Executing on your ideas and ambitions are not easy. They feel uncomfortable, different. They force to avoid obedience, compliance, and fight the status quo. There is no innovation in conventional thinking. To be an artist — a programmer, a writer, a financier, a politician — requires that you do what others are not doing, to go against the grain, to walk away from conformity. As Chase Jarvis says, “to zig while everyone is else is zagging.” Being an artist is difficult because it requires courage and execution in an unconventional manner.

Art has evolved. Godin writes:

James Elkins points out that schools of art used to divide the arts into only two categories: fine art and industrial art. Then the intellectuals expanded the categories to: painting, sculpture, architecture, music, and poetry. From there its a quick leap to :performance, video, ceramics, interior architecture, industrial design, fashion, and computing. To which I’d add: entrepreneurship, customer service, invention, technology, connection, leadership, and a dozen others. These are new performing arts, the valuable visual arts, the essential personal arts.

Godin mentioned customer service, which you wouldn’t think is artistry. People dislike Uber because they are not artists. They have a customer service problem. They treat their customers — their drivers — like dispensable units. Once Uber solves this problem, they will be looked at like artists because “it will touch another human being”, just how Zappos became successful for its great customer service.

Artists are very similar to linchpins. Godin wrties,

The linchpin is the cornerstone of a project, the responsibility taker, the one we would miss if she were gone. The artist is almost certainly a linchpin, but I’m adding another dimension here — it turns out that expending emotional labor, working without a map, and driving in the dark involve confronting fear and living with the pain of vulnerability. The artist comes to a detente with these emotions and, instead of fighting with them, dances with them.
The linchpin connects as a result of the indispensable nature of her contribution. The artist, on the other hand, connects because that’s what art is. The artist touches part of what it means to be truly human and does that work again and again.

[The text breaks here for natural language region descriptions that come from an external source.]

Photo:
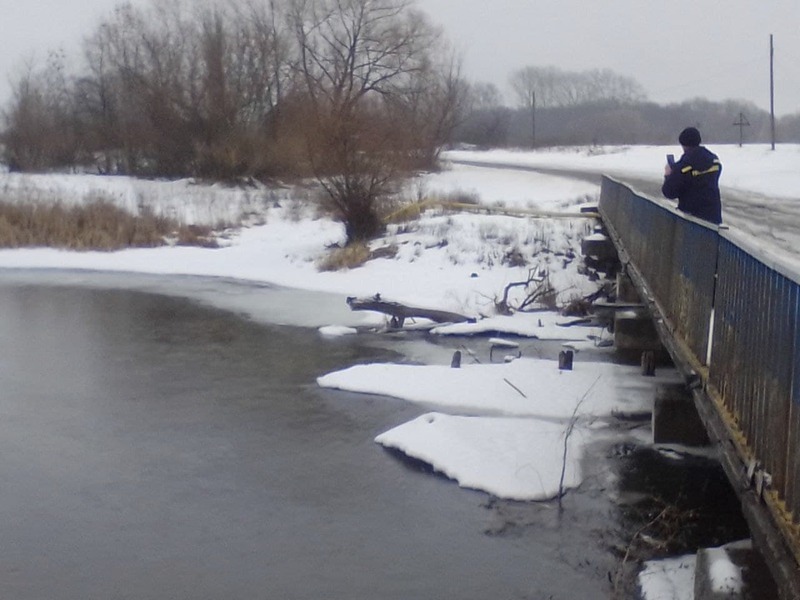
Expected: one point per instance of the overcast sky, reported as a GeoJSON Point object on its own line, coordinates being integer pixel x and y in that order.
{"type": "Point", "coordinates": [676, 49]}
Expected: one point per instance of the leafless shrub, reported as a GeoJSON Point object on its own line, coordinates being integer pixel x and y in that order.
{"type": "Point", "coordinates": [349, 257]}
{"type": "Point", "coordinates": [538, 293]}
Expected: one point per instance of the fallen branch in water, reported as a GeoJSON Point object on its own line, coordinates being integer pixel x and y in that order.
{"type": "Point", "coordinates": [400, 312]}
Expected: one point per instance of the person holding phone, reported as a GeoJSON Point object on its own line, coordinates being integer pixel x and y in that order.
{"type": "Point", "coordinates": [694, 179]}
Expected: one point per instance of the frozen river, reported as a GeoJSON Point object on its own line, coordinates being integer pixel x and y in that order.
{"type": "Point", "coordinates": [153, 446]}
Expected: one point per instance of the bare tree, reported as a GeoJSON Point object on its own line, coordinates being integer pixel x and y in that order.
{"type": "Point", "coordinates": [40, 132]}
{"type": "Point", "coordinates": [355, 58]}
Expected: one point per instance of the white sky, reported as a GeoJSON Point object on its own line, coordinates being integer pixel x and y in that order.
{"type": "Point", "coordinates": [676, 50]}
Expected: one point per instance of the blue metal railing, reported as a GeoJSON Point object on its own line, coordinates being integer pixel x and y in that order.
{"type": "Point", "coordinates": [701, 277]}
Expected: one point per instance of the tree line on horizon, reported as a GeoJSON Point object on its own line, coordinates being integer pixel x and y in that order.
{"type": "Point", "coordinates": [350, 92]}
{"type": "Point", "coordinates": [560, 108]}
{"type": "Point", "coordinates": [354, 93]}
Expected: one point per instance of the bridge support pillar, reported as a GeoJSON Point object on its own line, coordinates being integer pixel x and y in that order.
{"type": "Point", "coordinates": [675, 418]}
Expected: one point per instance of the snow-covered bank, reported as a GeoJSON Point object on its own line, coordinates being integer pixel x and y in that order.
{"type": "Point", "coordinates": [499, 427]}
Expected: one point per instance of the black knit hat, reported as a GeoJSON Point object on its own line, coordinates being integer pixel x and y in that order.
{"type": "Point", "coordinates": [689, 137]}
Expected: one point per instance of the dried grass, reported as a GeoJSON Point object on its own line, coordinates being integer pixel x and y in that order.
{"type": "Point", "coordinates": [96, 226]}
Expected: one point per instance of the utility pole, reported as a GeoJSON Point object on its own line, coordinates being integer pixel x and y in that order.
{"type": "Point", "coordinates": [772, 88]}
{"type": "Point", "coordinates": [741, 124]}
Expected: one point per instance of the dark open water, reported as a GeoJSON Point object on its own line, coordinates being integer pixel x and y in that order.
{"type": "Point", "coordinates": [154, 448]}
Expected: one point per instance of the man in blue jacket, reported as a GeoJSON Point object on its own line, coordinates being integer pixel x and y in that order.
{"type": "Point", "coordinates": [694, 179]}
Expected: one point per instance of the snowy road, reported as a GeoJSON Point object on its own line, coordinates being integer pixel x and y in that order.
{"type": "Point", "coordinates": [774, 222]}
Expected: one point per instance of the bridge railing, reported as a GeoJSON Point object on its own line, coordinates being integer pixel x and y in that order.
{"type": "Point", "coordinates": [735, 311]}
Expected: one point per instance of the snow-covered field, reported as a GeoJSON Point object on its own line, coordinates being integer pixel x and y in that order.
{"type": "Point", "coordinates": [501, 428]}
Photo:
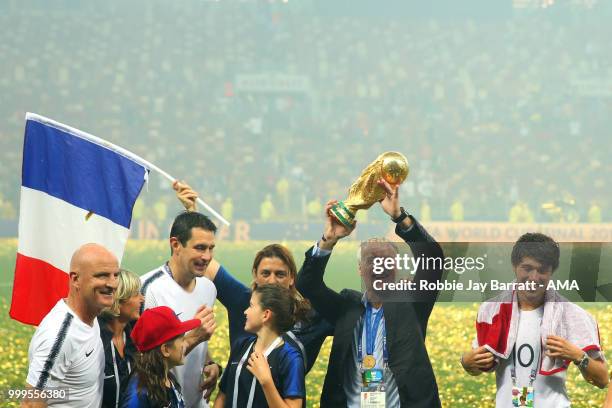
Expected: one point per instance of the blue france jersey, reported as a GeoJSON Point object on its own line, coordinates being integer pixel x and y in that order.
{"type": "Point", "coordinates": [287, 368]}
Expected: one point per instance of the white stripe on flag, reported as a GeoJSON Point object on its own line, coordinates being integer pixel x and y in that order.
{"type": "Point", "coordinates": [53, 229]}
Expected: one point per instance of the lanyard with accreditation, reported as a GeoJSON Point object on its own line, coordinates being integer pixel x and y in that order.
{"type": "Point", "coordinates": [373, 390]}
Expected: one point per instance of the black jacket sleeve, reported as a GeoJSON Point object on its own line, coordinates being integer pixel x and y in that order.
{"type": "Point", "coordinates": [423, 245]}
{"type": "Point", "coordinates": [328, 303]}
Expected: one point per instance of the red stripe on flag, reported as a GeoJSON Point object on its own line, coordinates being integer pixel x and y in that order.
{"type": "Point", "coordinates": [495, 334]}
{"type": "Point", "coordinates": [36, 289]}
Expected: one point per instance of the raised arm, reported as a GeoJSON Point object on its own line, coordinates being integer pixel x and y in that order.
{"type": "Point", "coordinates": [422, 245]}
{"type": "Point", "coordinates": [327, 302]}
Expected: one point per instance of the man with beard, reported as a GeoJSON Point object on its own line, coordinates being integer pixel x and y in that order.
{"type": "Point", "coordinates": [180, 284]}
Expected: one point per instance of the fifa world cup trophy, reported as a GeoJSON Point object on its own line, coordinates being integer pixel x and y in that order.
{"type": "Point", "coordinates": [365, 191]}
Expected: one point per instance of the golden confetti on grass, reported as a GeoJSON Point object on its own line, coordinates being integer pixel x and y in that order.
{"type": "Point", "coordinates": [450, 332]}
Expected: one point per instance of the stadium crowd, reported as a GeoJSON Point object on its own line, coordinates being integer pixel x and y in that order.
{"type": "Point", "coordinates": [489, 113]}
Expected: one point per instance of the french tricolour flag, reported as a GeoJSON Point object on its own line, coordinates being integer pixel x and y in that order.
{"type": "Point", "coordinates": [73, 191]}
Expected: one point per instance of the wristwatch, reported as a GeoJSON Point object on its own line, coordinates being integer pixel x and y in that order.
{"type": "Point", "coordinates": [401, 217]}
{"type": "Point", "coordinates": [218, 365]}
{"type": "Point", "coordinates": [583, 362]}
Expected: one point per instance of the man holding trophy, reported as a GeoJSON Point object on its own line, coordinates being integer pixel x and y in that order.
{"type": "Point", "coordinates": [378, 356]}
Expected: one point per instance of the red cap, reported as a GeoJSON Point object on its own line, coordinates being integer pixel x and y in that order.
{"type": "Point", "coordinates": [158, 325]}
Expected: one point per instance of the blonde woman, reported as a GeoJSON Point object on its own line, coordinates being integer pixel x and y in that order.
{"type": "Point", "coordinates": [116, 324]}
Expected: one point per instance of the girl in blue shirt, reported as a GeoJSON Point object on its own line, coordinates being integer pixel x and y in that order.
{"type": "Point", "coordinates": [265, 371]}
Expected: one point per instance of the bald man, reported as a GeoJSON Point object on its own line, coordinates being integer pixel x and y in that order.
{"type": "Point", "coordinates": [66, 350]}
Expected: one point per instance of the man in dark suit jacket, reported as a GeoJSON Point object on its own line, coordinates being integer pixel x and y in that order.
{"type": "Point", "coordinates": [400, 342]}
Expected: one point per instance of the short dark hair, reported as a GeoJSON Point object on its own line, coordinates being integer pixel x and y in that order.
{"type": "Point", "coordinates": [185, 221]}
{"type": "Point", "coordinates": [538, 246]}
{"type": "Point", "coordinates": [282, 304]}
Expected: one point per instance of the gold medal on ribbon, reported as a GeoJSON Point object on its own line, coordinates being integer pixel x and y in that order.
{"type": "Point", "coordinates": [369, 362]}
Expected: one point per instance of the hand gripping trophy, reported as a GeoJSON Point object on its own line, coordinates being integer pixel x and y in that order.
{"type": "Point", "coordinates": [391, 166]}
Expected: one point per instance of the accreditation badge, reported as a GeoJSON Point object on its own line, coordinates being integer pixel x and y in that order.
{"type": "Point", "coordinates": [373, 391]}
{"type": "Point", "coordinates": [374, 399]}
{"type": "Point", "coordinates": [522, 396]}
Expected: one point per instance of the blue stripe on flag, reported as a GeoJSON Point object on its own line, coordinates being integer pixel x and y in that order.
{"type": "Point", "coordinates": [80, 172]}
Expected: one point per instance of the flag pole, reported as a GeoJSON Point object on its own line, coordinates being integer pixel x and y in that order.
{"type": "Point", "coordinates": [118, 150]}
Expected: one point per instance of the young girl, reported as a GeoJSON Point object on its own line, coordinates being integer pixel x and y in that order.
{"type": "Point", "coordinates": [265, 371]}
{"type": "Point", "coordinates": [158, 336]}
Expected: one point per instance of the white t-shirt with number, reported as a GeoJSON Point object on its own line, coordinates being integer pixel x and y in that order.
{"type": "Point", "coordinates": [67, 353]}
{"type": "Point", "coordinates": [549, 390]}
{"type": "Point", "coordinates": [161, 290]}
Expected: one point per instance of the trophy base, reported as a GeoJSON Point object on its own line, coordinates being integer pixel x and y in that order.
{"type": "Point", "coordinates": [345, 216]}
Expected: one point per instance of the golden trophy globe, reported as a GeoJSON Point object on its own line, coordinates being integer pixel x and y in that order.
{"type": "Point", "coordinates": [365, 191]}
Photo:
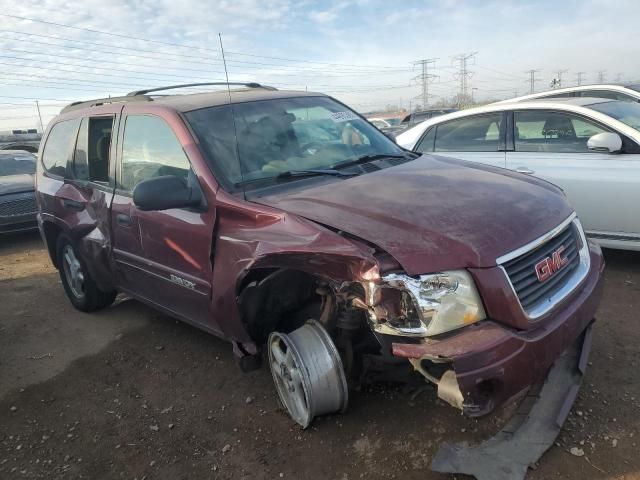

Seth Godin’s book The Icarus Deception is a great read. He challenges conventional thinking and clearly articulates what it means to be an artist and to produce great work. He challenges the reader to take command of producing art, and that “blaming the system is soothing because it lets you off the hook, but when the system is broken, we wonder why you were relying on the system in the first place.” Ignore the warning and cautions, and fly closer to the sun.